Paul writes that we are to be “overflowing with gratitude” (Colossians 2:7). Are you overflowing with gratitude today–seeing your life as a gift?

Lament

Another topic we talk with God about is the evil in our life and world. Otherwise known as lamenting. The honest truth is that our life and world are both full of things that are not good or beautiful. Evil is real.

What are we to do with all the pain and suffering we carry in our heart?

Pray it.

As I said earlier, there is no need to perform in our conversation with God. He just wants to hear from us honestly. Lamenting is a real part of prayer. While it’s very rare in modern worship, it is very common in ancient worship.

Reading through the Psalms, the “prayerbook of the Bible,” scholars tell us two-thirds of the Psalms are lament. They are full of rage, anger, vengeance, jealousy, envy, doubt, suicidal ideation, and worse. Why would God put that in Scripture? 

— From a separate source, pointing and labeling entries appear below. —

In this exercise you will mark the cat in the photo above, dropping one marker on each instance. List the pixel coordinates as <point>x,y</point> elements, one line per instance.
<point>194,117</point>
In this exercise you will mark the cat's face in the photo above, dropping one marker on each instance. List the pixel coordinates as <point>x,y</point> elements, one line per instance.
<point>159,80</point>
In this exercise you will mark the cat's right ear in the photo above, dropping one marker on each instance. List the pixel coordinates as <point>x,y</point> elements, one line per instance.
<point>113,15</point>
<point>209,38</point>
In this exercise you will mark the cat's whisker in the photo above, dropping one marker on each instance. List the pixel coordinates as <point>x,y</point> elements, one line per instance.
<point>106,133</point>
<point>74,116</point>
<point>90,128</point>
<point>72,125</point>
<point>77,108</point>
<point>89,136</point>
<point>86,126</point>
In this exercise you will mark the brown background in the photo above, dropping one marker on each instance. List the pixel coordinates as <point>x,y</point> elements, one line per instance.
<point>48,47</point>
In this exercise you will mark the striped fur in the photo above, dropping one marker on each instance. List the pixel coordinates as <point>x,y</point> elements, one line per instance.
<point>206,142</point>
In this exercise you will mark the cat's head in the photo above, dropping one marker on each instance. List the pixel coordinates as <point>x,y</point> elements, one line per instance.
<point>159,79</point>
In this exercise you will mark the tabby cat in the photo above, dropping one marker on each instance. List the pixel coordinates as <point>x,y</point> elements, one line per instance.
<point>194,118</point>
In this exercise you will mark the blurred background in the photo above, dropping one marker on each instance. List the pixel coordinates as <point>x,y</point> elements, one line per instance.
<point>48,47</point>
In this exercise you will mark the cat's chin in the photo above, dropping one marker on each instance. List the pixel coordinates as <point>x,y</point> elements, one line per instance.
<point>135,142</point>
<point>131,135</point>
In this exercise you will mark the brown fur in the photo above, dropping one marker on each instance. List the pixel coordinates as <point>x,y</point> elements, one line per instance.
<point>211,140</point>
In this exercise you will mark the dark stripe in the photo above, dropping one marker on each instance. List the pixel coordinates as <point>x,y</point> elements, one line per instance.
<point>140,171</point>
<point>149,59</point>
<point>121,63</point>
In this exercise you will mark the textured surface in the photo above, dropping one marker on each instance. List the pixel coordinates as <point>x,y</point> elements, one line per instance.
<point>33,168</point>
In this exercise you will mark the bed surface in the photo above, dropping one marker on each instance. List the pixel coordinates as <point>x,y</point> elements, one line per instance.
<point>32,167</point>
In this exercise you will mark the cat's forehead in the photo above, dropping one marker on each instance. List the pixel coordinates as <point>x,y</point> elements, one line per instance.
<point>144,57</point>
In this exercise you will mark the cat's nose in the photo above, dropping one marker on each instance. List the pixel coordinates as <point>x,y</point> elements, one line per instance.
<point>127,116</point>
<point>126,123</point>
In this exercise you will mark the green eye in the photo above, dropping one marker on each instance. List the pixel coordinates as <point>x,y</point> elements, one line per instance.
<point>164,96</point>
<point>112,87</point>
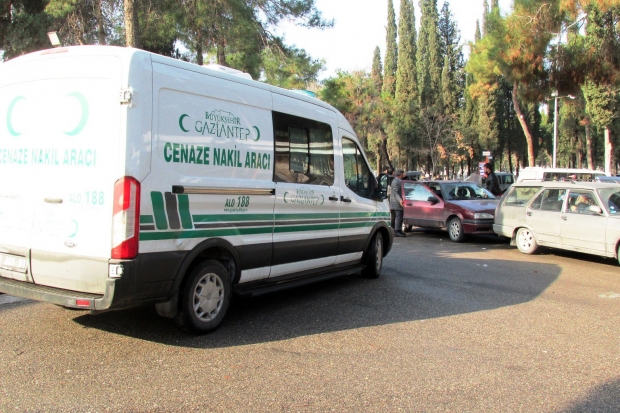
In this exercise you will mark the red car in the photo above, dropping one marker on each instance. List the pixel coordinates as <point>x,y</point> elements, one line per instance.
<point>460,207</point>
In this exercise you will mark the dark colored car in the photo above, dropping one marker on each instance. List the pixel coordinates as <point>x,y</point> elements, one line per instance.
<point>459,207</point>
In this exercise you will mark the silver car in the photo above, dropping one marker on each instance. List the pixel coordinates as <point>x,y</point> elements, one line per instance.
<point>577,216</point>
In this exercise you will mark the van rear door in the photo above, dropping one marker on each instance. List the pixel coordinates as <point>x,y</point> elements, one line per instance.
<point>59,154</point>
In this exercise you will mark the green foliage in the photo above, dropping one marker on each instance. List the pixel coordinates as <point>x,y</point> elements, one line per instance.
<point>391,53</point>
<point>290,68</point>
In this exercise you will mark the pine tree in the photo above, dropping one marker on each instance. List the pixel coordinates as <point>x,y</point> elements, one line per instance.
<point>391,54</point>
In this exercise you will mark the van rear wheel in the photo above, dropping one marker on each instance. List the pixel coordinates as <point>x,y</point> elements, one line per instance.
<point>526,242</point>
<point>374,257</point>
<point>205,298</point>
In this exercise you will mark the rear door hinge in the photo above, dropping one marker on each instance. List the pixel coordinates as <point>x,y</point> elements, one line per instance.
<point>125,96</point>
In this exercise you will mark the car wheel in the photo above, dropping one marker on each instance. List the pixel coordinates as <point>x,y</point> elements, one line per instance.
<point>205,298</point>
<point>526,242</point>
<point>374,257</point>
<point>455,230</point>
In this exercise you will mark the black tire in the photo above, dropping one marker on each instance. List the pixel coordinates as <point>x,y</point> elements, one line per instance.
<point>205,298</point>
<point>526,241</point>
<point>455,230</point>
<point>374,257</point>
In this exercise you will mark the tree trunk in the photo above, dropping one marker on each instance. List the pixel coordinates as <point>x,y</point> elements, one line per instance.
<point>609,153</point>
<point>221,52</point>
<point>579,151</point>
<point>100,25</point>
<point>589,151</point>
<point>531,156</point>
<point>132,30</point>
<point>199,41</point>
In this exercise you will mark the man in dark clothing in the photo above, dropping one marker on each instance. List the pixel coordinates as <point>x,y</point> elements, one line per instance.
<point>390,177</point>
<point>396,203</point>
<point>492,183</point>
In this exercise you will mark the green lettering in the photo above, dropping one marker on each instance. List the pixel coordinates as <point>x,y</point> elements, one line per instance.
<point>167,155</point>
<point>175,152</point>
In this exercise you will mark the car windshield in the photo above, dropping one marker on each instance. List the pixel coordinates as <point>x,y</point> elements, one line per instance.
<point>611,200</point>
<point>464,191</point>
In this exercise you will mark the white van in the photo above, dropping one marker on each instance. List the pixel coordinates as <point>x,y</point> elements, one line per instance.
<point>540,174</point>
<point>129,178</point>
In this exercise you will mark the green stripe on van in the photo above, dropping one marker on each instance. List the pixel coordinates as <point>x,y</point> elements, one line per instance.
<point>186,216</point>
<point>161,221</point>
<point>223,232</point>
<point>146,219</point>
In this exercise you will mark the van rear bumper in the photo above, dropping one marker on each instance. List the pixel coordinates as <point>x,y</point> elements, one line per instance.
<point>117,293</point>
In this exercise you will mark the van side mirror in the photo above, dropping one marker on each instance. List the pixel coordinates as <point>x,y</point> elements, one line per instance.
<point>383,186</point>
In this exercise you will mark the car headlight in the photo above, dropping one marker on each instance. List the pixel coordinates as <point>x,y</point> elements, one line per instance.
<point>482,215</point>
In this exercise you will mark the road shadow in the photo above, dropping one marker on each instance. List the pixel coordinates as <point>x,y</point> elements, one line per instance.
<point>604,398</point>
<point>412,287</point>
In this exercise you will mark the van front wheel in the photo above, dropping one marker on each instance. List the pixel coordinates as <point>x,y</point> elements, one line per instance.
<point>374,257</point>
<point>205,298</point>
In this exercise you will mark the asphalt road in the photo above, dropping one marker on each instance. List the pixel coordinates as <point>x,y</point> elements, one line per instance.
<point>474,327</point>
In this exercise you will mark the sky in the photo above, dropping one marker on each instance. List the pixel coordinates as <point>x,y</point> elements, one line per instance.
<point>359,27</point>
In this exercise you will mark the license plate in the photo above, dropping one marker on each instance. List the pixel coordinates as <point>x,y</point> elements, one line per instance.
<point>13,262</point>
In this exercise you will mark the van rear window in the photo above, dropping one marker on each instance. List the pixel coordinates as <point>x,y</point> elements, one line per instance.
<point>519,196</point>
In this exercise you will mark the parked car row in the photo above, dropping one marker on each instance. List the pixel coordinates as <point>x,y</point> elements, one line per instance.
<point>571,215</point>
<point>577,216</point>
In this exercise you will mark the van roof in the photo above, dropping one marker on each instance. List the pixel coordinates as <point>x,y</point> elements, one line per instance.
<point>568,184</point>
<point>128,53</point>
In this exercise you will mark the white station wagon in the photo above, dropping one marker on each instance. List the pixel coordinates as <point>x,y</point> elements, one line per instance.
<point>577,216</point>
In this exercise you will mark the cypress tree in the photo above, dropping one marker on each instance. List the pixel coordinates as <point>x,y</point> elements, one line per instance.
<point>406,87</point>
<point>391,53</point>
<point>428,57</point>
<point>377,70</point>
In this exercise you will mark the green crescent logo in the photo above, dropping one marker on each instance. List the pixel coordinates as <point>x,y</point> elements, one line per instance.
<point>83,117</point>
<point>9,124</point>
<point>183,116</point>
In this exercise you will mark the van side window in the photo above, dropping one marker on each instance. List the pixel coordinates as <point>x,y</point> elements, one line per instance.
<point>357,174</point>
<point>304,150</point>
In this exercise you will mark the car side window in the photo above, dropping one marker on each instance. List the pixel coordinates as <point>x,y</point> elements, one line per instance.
<point>415,192</point>
<point>357,175</point>
<point>519,196</point>
<point>579,202</point>
<point>549,200</point>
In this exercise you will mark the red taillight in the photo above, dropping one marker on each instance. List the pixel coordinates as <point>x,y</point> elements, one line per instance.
<point>126,218</point>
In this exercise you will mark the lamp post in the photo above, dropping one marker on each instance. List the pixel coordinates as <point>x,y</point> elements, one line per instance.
<point>555,124</point>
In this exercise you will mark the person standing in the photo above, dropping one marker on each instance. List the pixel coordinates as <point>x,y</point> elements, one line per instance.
<point>396,203</point>
<point>492,183</point>
<point>390,178</point>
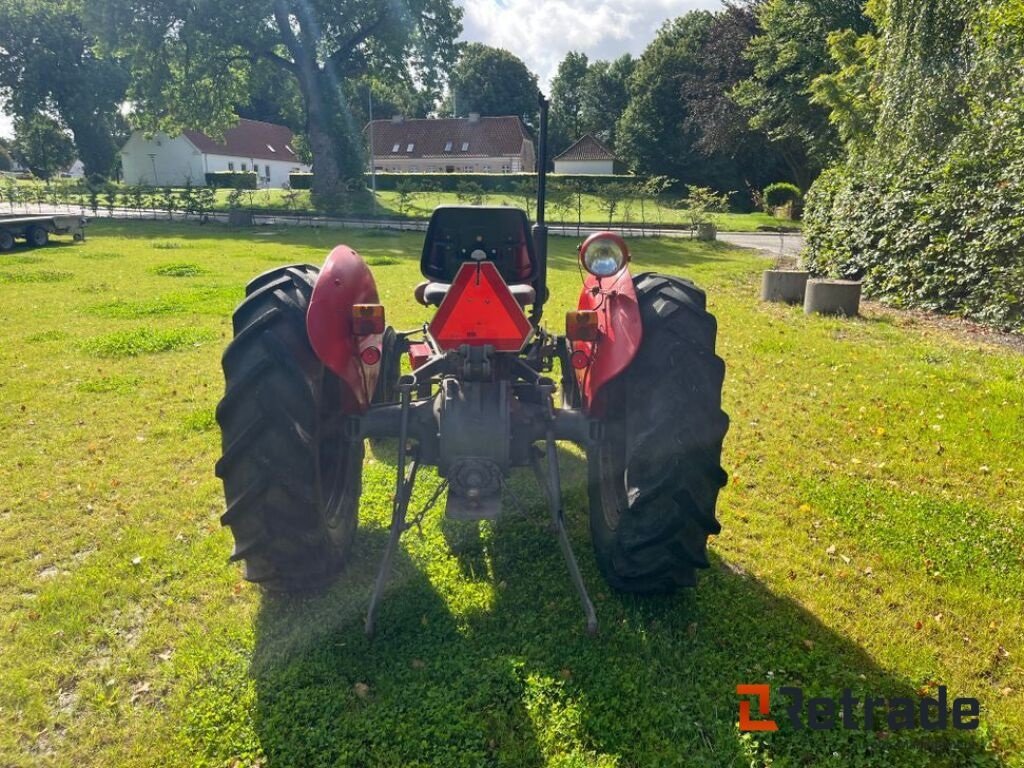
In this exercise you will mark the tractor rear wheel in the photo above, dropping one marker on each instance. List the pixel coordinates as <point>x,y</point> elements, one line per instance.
<point>655,473</point>
<point>292,478</point>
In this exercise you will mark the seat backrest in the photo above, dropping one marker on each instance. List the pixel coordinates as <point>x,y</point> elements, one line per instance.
<point>460,233</point>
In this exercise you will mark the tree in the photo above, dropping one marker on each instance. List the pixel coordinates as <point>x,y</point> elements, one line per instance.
<point>739,155</point>
<point>49,65</point>
<point>192,62</point>
<point>491,81</point>
<point>605,96</point>
<point>566,101</point>
<point>654,135</point>
<point>42,144</point>
<point>787,55</point>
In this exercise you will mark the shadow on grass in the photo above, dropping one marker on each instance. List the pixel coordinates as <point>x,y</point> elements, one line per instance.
<point>501,673</point>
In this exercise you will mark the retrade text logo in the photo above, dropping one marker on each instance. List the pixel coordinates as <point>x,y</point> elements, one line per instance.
<point>824,713</point>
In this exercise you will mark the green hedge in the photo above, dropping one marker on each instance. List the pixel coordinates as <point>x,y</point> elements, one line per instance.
<point>929,207</point>
<point>450,182</point>
<point>232,180</point>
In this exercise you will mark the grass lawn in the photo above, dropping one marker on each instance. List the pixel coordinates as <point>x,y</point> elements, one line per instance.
<point>872,539</point>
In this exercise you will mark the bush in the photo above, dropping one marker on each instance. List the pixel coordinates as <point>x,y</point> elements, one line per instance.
<point>781,194</point>
<point>491,183</point>
<point>232,180</point>
<point>927,207</point>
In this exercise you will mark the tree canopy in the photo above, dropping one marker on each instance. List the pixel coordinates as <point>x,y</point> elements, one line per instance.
<point>42,145</point>
<point>192,64</point>
<point>790,51</point>
<point>49,67</point>
<point>925,205</point>
<point>491,81</point>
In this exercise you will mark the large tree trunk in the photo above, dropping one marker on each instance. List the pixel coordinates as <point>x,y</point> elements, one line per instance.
<point>94,143</point>
<point>334,139</point>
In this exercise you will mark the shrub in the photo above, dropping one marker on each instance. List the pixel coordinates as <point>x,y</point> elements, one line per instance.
<point>231,180</point>
<point>492,183</point>
<point>781,194</point>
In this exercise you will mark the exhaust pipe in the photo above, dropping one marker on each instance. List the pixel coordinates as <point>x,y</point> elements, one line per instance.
<point>540,230</point>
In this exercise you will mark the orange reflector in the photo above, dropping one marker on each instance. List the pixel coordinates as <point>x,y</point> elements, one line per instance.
<point>580,359</point>
<point>582,325</point>
<point>479,309</point>
<point>368,320</point>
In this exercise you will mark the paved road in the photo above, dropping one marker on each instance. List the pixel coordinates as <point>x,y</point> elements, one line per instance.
<point>769,243</point>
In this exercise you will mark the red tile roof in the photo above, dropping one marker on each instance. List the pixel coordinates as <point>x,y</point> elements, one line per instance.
<point>250,138</point>
<point>588,147</point>
<point>485,137</point>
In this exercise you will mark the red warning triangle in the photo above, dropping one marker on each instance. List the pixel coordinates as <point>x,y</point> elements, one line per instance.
<point>479,309</point>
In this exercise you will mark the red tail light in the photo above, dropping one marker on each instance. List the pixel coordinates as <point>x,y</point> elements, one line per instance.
<point>582,325</point>
<point>371,355</point>
<point>479,309</point>
<point>368,320</point>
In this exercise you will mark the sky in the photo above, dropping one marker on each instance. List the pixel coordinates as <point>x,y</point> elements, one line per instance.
<point>542,32</point>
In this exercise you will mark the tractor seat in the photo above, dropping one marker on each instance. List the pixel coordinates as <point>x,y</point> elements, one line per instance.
<point>432,294</point>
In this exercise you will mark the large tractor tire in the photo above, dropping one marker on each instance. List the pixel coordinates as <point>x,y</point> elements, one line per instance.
<point>655,473</point>
<point>292,479</point>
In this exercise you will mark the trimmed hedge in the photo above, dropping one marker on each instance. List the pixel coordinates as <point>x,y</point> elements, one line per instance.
<point>232,180</point>
<point>491,182</point>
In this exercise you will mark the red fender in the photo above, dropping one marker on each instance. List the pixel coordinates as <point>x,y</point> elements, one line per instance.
<point>620,332</point>
<point>344,281</point>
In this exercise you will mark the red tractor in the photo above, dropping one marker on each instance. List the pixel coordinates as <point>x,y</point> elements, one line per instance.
<point>313,371</point>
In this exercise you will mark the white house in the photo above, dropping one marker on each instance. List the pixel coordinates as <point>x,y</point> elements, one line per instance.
<point>588,156</point>
<point>251,145</point>
<point>473,144</point>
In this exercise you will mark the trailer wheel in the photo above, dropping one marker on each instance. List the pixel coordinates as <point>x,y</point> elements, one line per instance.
<point>38,237</point>
<point>655,473</point>
<point>292,477</point>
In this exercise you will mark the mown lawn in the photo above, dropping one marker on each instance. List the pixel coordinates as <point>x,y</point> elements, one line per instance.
<point>872,539</point>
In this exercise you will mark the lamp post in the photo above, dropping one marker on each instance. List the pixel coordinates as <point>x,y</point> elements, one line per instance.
<point>373,163</point>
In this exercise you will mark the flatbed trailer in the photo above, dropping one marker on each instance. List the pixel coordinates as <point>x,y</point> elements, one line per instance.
<point>36,229</point>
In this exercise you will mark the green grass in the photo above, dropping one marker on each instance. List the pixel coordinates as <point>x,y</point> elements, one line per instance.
<point>872,539</point>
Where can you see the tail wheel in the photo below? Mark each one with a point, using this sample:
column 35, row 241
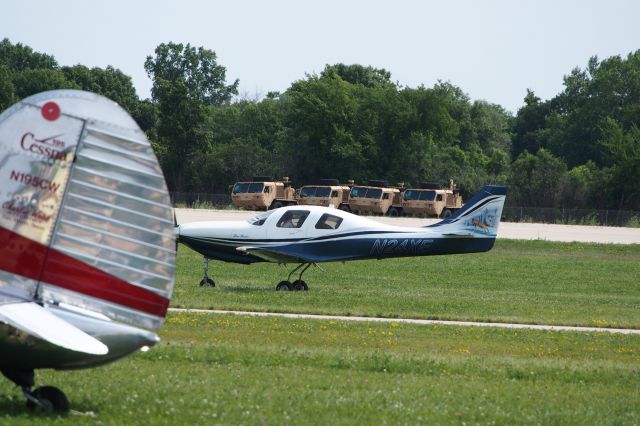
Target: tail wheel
column 284, row 286
column 299, row 285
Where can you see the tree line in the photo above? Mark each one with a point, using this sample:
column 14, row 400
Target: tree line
column 580, row 149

Because we are full of all of it too.

Lament is an emotionally healthy way of processing the pain of your life and world with God.

If we don’t complain to God, we’ll end up complaining to our spouse, our friends, our boss, or the internet. We’ll vent, rage, criticize, and leak emotional waste into the atmosphere. This is what I refer to as verbal vomit. And when we dump all this out there around everyone else, it becomes the mess of others to clean up. But when we lament to God, he’s ready to handle all of it.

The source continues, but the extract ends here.